Consequently, it's hard, if not impossible, to give a blanket answer to that question that is universally right. In your specific case DMK, it's clear that your judge is biased and is abusing her discretion, and you're going to have to appeal her at some point in the future to get a fair shake. So, the question you should be asking is how best to frame your case for an appeal? That drives another question...what angle are you going to use to attack the judge, misapplication of the law, or abuse of discretion?
If you go for misapplication of the law, then you need to see if PA has a code similar to GA, and see if your state has legislated factors for determining custody. Then, you need to see how the specific language is worded...does it say the judge MUST consider those factors, or the judge MAY consider those factors? If the language is MAY, then building a case around this diagnosis with an intent on appealing on misapplication of the law is probably fruitless.
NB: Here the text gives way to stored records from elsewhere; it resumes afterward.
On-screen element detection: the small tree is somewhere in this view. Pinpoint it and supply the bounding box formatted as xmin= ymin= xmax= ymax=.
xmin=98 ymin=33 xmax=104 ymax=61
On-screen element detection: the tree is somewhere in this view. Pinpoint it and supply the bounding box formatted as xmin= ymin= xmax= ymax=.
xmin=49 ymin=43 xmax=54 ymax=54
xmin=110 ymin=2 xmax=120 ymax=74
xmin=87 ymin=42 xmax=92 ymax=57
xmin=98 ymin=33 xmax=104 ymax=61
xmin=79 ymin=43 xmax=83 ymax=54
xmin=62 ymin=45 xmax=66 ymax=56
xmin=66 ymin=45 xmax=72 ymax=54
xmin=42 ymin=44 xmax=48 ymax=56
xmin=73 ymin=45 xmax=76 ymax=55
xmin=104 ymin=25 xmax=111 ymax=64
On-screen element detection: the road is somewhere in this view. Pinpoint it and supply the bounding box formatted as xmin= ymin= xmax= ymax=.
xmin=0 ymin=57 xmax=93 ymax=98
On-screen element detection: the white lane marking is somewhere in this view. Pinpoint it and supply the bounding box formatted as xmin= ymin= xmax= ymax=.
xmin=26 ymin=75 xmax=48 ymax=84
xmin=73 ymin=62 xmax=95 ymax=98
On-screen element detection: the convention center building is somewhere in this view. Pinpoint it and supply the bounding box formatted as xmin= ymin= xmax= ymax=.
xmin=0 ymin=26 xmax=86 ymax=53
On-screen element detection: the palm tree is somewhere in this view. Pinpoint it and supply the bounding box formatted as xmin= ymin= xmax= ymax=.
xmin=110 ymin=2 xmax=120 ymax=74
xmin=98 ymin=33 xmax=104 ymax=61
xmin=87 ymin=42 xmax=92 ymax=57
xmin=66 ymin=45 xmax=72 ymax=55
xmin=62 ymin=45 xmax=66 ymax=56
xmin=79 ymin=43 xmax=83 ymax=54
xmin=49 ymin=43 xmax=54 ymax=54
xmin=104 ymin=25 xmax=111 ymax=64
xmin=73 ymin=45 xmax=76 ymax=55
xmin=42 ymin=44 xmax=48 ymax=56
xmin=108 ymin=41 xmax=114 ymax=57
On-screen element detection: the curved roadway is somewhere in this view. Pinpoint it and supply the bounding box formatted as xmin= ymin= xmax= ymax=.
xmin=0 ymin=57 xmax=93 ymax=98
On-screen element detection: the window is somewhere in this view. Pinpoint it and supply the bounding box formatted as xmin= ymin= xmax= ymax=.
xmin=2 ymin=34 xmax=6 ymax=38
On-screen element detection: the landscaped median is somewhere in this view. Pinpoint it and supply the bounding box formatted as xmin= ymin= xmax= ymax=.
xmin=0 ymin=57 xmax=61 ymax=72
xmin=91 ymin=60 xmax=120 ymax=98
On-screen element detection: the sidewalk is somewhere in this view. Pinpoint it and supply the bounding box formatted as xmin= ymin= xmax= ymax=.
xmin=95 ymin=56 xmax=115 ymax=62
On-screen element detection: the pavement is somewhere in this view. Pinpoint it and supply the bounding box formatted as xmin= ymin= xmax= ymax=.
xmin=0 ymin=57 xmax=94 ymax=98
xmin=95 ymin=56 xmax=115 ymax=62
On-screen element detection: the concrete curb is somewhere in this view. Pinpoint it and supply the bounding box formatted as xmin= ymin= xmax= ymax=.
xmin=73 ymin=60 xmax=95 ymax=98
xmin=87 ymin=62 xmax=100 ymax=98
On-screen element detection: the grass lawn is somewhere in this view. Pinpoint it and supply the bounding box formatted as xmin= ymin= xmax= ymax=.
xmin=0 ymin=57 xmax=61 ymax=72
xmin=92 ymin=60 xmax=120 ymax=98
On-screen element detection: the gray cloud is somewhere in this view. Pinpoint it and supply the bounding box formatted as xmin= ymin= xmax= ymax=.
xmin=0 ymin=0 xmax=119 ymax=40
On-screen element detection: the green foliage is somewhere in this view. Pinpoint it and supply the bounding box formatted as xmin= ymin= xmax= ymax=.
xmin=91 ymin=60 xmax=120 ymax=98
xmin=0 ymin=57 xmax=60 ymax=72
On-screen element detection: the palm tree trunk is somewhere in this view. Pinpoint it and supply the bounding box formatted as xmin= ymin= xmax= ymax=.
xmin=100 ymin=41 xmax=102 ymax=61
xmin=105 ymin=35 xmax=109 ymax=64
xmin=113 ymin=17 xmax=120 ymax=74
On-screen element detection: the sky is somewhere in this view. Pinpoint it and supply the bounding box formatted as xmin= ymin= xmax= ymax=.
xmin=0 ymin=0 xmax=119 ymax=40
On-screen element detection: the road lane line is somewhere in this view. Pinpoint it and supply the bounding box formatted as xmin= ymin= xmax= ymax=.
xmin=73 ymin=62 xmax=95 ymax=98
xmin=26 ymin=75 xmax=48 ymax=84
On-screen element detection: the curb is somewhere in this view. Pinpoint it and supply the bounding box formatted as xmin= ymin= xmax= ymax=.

If you're going for abuse of discretion, then you need to look at those factors (if they exist in your state's code), and build your case so you get professional third parties when possible saying as many of those factors are in your favor as possible, which will make framing an appeal on abuse of discretion easier to build and argue. In that case, I would make sure to introduce as much as you can, including a diagnosis, but I wouldn't spend too much time on any one argument as if it were a silver bullet in determining your case. Of course, consult with your attorney first on this part of your strategy before moving forward. Just make sure your attorney's strategy is clearly defined as to whether you are more interested in trying to win this round (if you think you have a chance with your judge), or if you are going to frame it for an appeal, and if so, on what grounds are you going to appeal.